Simple Web Server using Rust

Table of Contents

Introduction #

This course is to implement simple static web server using Rust

Modules #

use std::io::prelude::*;
use std::net::TcpListener;
use std::net::TcpStream;
use std::fs::File;

prelude → https://doc.rust-lang.org/std/prelude/index.html
TcpListener → https://doc.rust-lang.org/std/net/struct.TcpListener.html

After creating a TcpListener by binding it to a socket address, it listens for incoming TCP connections. These can be accepted by calling accept or by iterating over the Incoming iterator returned by incoming.

TcpStream → https://doc.rust-lang.org/std/net/struct.TcpStream.html

Stream between a local and a remote socket. After creating a TcpStream by either connecting to a remote host or accepting a connection on a TcpListener, data can be transmitted by reading and writing to it.

File → https://doc.rust-lang.org/std/fs/struct.File.html

Opening files like index.html

main #

fn main() {
	let listener = TcpListener::bind("127.0.0.1:8000").unwrap();
	for stream in listener.incoming() {
		let stream = stream.unwrap();
		handle_connection(stream).unwrap();
	}
}

listener.incoming() returns an iterator over the connections being received on this listener. Each stream in iterator becomes Result<TcpStream>.

handle_connection #

fn handle_connection(mut stream: TcpStream) {
	let mut buffer: [u8; 512] = [0; 512];
	stream.read(&mut buffer).unwrap();

	const GET: &[u8; 16] = b"GET / HTTP/1.1\r\n";
	
	// If client sends GET request
	if buffer.starts_with(GET) {
		let mut file = File::open("index.html").unwrap();
		let mut contents = String::new();
		// open index.html and put its content to string
		file.read_to_string(&mut contents).unwrap();
		
		// create response as HTTP protocol
		let response = format!("HTTP/1.1 200 OK\r\nContent-Length: {}\r\n\r\n{}",
			contents.len(),
			contents
		);

		// write response as bytes
		stream.write(response.as_bytes()).unwrap();
		// To ensure all buffered content reached its destination, flush this stream
		stream.flush().unwrap();
	} else {
		const NOT_FOUND: &str = "HTTP/1.1 404 NOT FOUND";
		let contents = "Cannot Found its Method or Resources";
		let response = format!("{}\r\nContent-Length: {}\r\n\r\n{}",
			NOT_FOUND,
			contents.len(),
			contents.to_string()
		);
		stream.write(response.as_bytes()).unwrap();
		stream.flush().unwrap();
	}
}

Multi threading Web Server #

Simple Web server using rust which mentioned above can’t be used in production.
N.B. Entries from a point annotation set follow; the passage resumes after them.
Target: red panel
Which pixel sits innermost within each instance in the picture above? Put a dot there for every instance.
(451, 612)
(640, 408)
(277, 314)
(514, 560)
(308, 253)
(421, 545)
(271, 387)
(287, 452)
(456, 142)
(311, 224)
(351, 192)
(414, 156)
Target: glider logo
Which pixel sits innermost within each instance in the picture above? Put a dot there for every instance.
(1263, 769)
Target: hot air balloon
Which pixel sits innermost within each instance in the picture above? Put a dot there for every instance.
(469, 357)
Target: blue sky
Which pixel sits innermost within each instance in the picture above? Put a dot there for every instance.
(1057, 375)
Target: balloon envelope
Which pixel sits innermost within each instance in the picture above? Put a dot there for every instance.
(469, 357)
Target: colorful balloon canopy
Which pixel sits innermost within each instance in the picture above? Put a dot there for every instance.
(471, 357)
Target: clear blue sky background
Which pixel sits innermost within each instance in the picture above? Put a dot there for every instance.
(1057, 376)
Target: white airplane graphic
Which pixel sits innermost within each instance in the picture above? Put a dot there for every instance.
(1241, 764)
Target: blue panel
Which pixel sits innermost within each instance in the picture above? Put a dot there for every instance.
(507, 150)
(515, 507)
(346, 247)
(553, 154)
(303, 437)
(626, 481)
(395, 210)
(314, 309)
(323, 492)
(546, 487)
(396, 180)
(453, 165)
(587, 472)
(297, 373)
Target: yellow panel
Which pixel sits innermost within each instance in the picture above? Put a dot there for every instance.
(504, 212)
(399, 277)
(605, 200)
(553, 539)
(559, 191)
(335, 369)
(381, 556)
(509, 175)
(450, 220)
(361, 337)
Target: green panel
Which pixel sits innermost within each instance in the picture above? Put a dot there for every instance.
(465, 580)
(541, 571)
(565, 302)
Because, it can’t handle multiple request concurrently. The server above could only handle one request at a time. For example, when one request takes more than 5 seconds, the next request must wait until the previous request is processed.

fn handle_slow_connection(mut stream: TcpStream) {
	// --snip--

	thread::sleep(Duration::from_millis(5000));
	stream.write(response.as_bytes()).unwrap();

	// --snip--
}

To prevent this, there are several ways to handle requests simultaneously. For this section, we’ll implement by using multi-threading method.

Thread for reqeust #

use std::thread;

fn main() {
	let listener = TcpListener::bind("127.0.0.1:8000").unwrap();
	for stream in listener.incoming() {
		let stream = stream.unwrap();

		thread::spawn(|| {
			handle_connection(stream).unwrap();
		});
	}
}

Every time when listener gets a new request, thread::spawn() creates a new thread. This makes server possible to accept multiple requests in same time. But, the problem with this version is that it would create new thread every single time when there is a new request. When there are 1000 requests, thousands of new thread will be created. This, can be prevented using a term ThreadPool. I’ll deal with ThreadPool when I have a chance later.